L’histoire nous apprend que cette pratique de la date fixe pour l’investiture d’un Président des États-Unis est aussi vieille que leur loi fondamentale. Ceux qui vécurent la «jeunesse» de cette désormais honorable constitution eurent rendez-vous avec le 4 mars pour donner du temps et de la sérénité aux dépouillements qui suivent les élections de novembre, et aussi pour mieux préparer le Président élu pour son déplacement vers Washington. Quatre longs mois qui voient le président sortant exercer le pouvoir dans le cadre d’une transition fragile qui lui donne l’image d’un «lame duck” (”canard boiteux”) qui voit son pouvoir handicapé par une paralysie partielle. Une situation qui a favorisé l’imposition du 20 janvier, en vigueur depuis 1933, lorsque l’évolution technologique a réduit l’attente.

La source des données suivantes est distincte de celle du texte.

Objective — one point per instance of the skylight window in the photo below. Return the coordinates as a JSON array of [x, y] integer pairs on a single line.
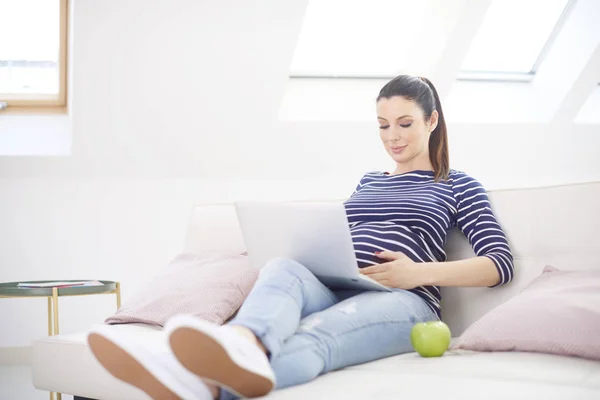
[[513, 35]]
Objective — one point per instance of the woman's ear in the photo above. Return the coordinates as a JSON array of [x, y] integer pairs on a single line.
[[433, 120]]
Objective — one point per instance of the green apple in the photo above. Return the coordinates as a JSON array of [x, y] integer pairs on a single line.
[[430, 339]]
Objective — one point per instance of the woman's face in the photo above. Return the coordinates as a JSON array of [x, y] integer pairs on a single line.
[[404, 130]]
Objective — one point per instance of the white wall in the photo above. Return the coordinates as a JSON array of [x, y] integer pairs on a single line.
[[176, 103]]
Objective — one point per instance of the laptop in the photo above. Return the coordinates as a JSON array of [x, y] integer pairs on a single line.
[[316, 234]]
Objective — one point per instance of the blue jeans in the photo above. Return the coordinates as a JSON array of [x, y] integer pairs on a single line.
[[309, 329]]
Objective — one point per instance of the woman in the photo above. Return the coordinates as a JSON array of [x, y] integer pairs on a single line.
[[292, 328]]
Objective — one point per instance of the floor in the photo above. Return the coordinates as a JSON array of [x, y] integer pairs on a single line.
[[15, 384]]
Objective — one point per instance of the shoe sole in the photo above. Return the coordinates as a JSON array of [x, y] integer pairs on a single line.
[[207, 358], [123, 366]]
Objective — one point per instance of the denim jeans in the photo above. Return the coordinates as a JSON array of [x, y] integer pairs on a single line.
[[309, 329]]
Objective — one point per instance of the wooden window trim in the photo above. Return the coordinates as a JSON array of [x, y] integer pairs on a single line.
[[46, 103]]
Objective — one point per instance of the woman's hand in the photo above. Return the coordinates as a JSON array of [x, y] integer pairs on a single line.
[[399, 272]]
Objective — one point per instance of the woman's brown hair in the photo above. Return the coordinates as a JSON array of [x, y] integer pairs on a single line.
[[422, 91]]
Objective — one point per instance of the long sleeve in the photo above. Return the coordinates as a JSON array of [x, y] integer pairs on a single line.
[[476, 220]]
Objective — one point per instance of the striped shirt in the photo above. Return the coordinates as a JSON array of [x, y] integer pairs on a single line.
[[412, 214]]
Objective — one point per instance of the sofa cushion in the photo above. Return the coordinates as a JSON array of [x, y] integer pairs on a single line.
[[211, 286], [459, 374], [557, 313]]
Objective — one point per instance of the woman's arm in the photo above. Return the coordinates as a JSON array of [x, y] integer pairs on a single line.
[[472, 272], [403, 273]]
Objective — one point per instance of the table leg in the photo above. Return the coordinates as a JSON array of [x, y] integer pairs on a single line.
[[50, 330], [55, 329], [118, 295], [55, 302], [49, 316]]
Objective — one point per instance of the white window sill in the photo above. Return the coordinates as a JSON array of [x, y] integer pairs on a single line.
[[35, 135]]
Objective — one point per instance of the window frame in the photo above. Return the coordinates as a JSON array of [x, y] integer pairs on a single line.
[[47, 102], [469, 75]]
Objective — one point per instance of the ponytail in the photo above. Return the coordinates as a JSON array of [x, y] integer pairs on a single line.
[[438, 141]]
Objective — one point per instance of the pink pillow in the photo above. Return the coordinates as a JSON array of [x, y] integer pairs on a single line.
[[557, 313], [211, 286]]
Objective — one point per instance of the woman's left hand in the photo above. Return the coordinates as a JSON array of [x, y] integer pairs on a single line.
[[399, 272]]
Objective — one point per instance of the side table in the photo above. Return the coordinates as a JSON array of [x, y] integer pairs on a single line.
[[12, 290]]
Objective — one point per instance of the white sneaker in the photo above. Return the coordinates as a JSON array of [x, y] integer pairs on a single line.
[[220, 355], [146, 362]]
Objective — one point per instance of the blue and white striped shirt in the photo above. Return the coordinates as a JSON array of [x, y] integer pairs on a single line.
[[412, 214]]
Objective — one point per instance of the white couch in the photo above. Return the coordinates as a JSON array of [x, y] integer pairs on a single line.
[[555, 225]]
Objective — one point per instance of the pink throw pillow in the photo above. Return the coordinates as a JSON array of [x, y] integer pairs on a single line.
[[211, 286], [557, 313]]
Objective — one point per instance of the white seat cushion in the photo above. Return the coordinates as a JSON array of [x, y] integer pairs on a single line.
[[459, 374], [65, 364]]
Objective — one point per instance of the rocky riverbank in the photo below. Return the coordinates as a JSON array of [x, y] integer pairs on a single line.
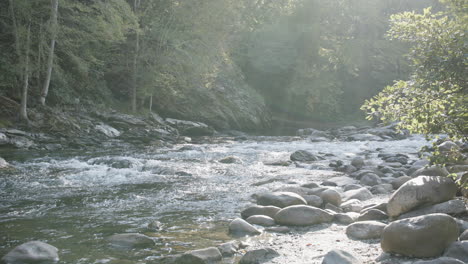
[[388, 210]]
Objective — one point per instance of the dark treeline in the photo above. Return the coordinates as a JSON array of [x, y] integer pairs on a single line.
[[230, 63]]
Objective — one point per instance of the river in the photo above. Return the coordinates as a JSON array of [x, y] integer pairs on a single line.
[[74, 200]]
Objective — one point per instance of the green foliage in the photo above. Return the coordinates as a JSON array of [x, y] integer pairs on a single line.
[[434, 99]]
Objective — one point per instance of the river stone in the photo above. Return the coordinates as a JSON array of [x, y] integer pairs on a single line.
[[373, 214], [423, 237], [370, 179], [313, 200], [338, 256], [451, 207], [131, 240], [258, 256], [458, 250], [32, 252], [260, 210], [239, 227], [303, 156], [420, 191], [353, 205], [431, 171], [442, 260], [302, 215], [398, 182], [365, 230], [280, 199], [228, 249], [361, 194], [331, 196], [346, 218], [261, 220]]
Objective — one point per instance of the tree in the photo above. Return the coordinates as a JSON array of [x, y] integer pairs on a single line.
[[434, 99]]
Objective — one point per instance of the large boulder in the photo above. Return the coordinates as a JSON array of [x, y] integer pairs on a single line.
[[423, 236], [239, 227], [303, 156], [280, 199], [302, 215], [337, 256], [33, 252], [365, 230], [423, 190], [260, 210], [131, 240]]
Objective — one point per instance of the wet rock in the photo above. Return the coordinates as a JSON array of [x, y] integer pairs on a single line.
[[303, 156], [313, 200], [337, 256], [230, 160], [362, 194], [353, 205], [451, 207], [302, 215], [131, 240], [398, 182], [346, 218], [239, 227], [384, 188], [107, 130], [228, 249], [33, 252], [260, 210], [370, 179], [278, 229], [431, 171], [458, 250], [357, 162], [373, 215], [442, 260], [200, 256], [261, 220], [258, 256], [365, 230], [280, 199], [189, 128], [423, 236], [419, 191], [331, 196]]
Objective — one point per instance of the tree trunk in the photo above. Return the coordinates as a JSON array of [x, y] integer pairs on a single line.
[[50, 60], [135, 59], [24, 93]]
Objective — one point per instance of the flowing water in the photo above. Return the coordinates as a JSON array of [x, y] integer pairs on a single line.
[[75, 200]]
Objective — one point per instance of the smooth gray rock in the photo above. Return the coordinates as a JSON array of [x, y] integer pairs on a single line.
[[373, 215], [303, 156], [365, 230], [280, 199], [361, 194], [261, 220], [420, 191], [260, 210], [331, 196], [337, 256], [302, 215], [239, 227], [458, 250], [423, 237], [131, 240], [33, 252], [258, 256], [451, 207]]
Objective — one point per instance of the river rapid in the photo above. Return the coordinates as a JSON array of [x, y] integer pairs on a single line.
[[74, 200]]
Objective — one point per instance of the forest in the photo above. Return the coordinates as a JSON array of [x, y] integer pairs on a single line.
[[233, 131]]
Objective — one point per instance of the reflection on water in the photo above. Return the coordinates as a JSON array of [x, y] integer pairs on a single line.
[[75, 200]]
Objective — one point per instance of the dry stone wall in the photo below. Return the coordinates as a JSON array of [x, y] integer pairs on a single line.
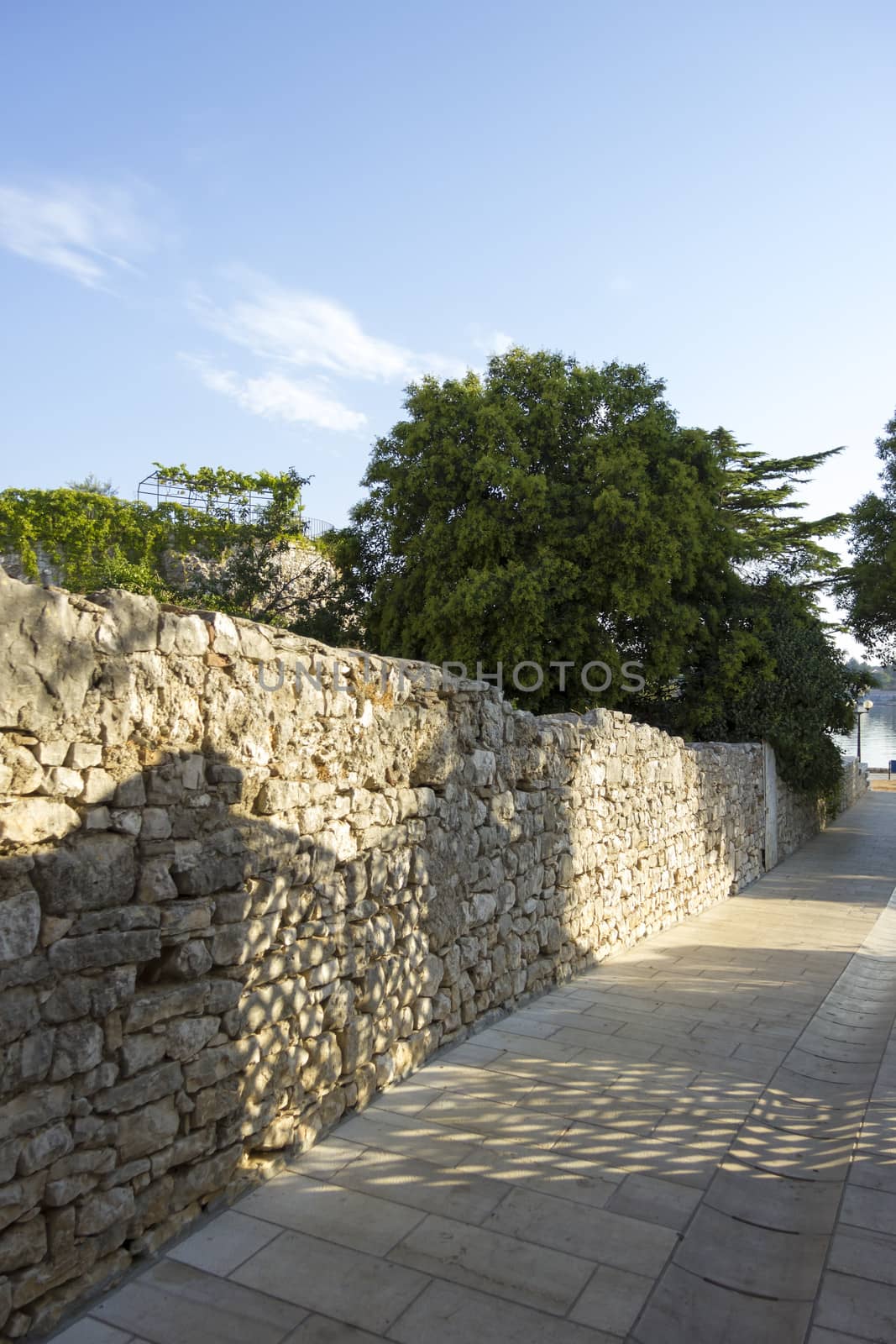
[[230, 911]]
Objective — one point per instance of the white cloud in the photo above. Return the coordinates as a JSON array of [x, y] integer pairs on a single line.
[[86, 233], [315, 333], [275, 396], [493, 342]]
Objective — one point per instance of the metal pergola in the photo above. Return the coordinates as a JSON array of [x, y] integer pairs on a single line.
[[157, 488]]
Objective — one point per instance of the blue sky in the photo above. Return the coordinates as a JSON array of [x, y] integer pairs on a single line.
[[231, 234]]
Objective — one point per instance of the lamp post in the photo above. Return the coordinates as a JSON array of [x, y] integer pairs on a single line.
[[862, 709]]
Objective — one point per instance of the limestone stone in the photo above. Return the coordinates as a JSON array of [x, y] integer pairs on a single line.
[[34, 820], [187, 960], [148, 1129], [105, 949], [43, 1148], [78, 1047], [140, 1090], [164, 1001], [102, 1209], [187, 1037], [266, 905], [93, 874], [23, 1243], [19, 925]]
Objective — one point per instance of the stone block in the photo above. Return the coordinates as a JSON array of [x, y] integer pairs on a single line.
[[45, 1148], [139, 1090], [35, 820], [100, 1210], [96, 873], [23, 1243], [148, 1129], [105, 949], [187, 1037], [78, 1047]]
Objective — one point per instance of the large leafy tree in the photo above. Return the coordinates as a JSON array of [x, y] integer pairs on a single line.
[[244, 557], [868, 586], [546, 512], [557, 512]]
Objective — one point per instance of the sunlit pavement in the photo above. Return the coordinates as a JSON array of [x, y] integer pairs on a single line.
[[696, 1142]]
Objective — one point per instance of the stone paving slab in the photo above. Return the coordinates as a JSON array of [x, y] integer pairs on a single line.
[[694, 1142]]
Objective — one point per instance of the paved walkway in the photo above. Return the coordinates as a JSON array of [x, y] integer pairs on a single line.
[[696, 1142]]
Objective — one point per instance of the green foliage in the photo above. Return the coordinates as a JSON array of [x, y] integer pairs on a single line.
[[557, 512], [773, 672], [762, 511], [548, 512], [96, 541], [93, 486], [80, 533], [868, 586]]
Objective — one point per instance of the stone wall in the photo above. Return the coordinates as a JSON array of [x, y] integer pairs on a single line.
[[230, 911]]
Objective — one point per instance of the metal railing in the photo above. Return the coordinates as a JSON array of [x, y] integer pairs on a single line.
[[156, 490]]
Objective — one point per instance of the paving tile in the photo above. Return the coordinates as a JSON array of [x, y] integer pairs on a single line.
[[871, 1209], [483, 1116], [821, 1336], [342, 1215], [325, 1159], [503, 1088], [873, 1171], [322, 1330], [611, 1300], [542, 1168], [223, 1242], [176, 1304], [409, 1136], [750, 1258], [857, 1307], [654, 1200], [472, 1053], [594, 1234], [348, 1285], [496, 1263], [436, 1189], [449, 1314], [688, 1310], [792, 1155], [616, 1112], [89, 1331], [533, 1048], [406, 1099], [855, 1250], [770, 1200]]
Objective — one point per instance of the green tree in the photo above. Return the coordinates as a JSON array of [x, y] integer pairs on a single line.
[[868, 586], [774, 674], [547, 512], [242, 534], [93, 486]]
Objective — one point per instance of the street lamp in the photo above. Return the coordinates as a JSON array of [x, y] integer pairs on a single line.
[[862, 709]]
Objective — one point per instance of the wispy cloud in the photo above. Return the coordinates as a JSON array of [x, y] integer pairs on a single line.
[[492, 342], [86, 233], [315, 333], [275, 396]]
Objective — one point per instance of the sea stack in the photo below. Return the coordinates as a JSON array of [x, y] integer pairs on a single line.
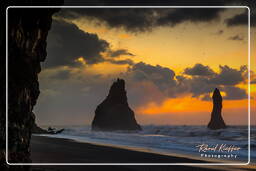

Pierre Bourdieu a popularisé le terme «habitus», un système de dispositions que le milieu et l’expérience sociale transmettent à l’individu et qui guide ses pensées, ses normes, ses goûts, et ses pratiques qu’il reproduit inconsciemment dans la vie quotidienne. Ainsi, l’histoire américaine, qui s’est déroulée sous le signe de l’invariabilité et de la permanence, a inculqué un «habitus politique» entretenu par la pérennité des mêmes règles électorales, des mêmes rituels qui les accompagnent comme la cérémonie d’investiture présidentielle... qui ont gravé dans les consciences une seconde nature où les valeurs démocratiques et civiques ont leur place.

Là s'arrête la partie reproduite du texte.